Il coraggio non si inventa e non si produce; lo si deve staccare a morsi dal nocciolo della paura, scrostare con le unghie da vecchi cassetti ammuffiti, strappare dalle mollette appese a fili elettrici usati a mo’ di stendino. Lo capisco in un venerdì d’aprile mentre evito i cartelli stradali e guido a centotrenta chilometri orari tra la pioggia e il vento. Dopo l’ultima galleria c’è il viadotto, quello sospeso sullo Stretto, quello che di notte mi fa rischiare la vita e ancora non so che a rischiarla non sono io. A rischiarla, questa vita, c’è solo da guadagnare. Anche solo per viverla di più.
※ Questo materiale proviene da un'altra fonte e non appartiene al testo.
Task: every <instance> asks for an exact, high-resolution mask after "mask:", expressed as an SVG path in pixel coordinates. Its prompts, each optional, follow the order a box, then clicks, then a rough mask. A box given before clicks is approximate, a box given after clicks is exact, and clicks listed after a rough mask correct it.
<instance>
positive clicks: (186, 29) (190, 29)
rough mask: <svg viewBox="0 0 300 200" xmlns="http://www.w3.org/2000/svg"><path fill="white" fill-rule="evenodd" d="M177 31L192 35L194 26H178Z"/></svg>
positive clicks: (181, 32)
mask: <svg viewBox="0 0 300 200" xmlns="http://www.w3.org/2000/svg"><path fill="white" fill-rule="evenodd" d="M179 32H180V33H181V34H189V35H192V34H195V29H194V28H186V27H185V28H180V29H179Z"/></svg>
Il coraggio lo trovo in un corridoio deserto, con le orecchie aggrappate a un piccolo altoparlante, il cuore a mille, i singhiozzi nel petto, il silenzio che viene interrotto solo da un lontano ma fastidioso bip. Vorrei essere a casa, strapparti agli elettrodi e portarti via, convincermi che l’affetto e l’amore siano in grado da soli di ricucire ciò che non va. Non bevo caffè, guido rischiando il sonno, la fame, la vita. I guard rail sono ricoperti d’acqua e penso di voler accostare, pulirli con un panno asciutto e farli risplendere per mostrarti il loro luccichìo non appena tornerai a casa.
Il coraggio non riesco a inventarlo né a produrlo; esiste già e molto spesso lo trovo nel tuo sguardo, nei tuoi occhi che si fanno capire benissimo in silenzio e nel tuo affidarmi compiti che non sono sicuro di poter portare a termine senza rischiare tutto.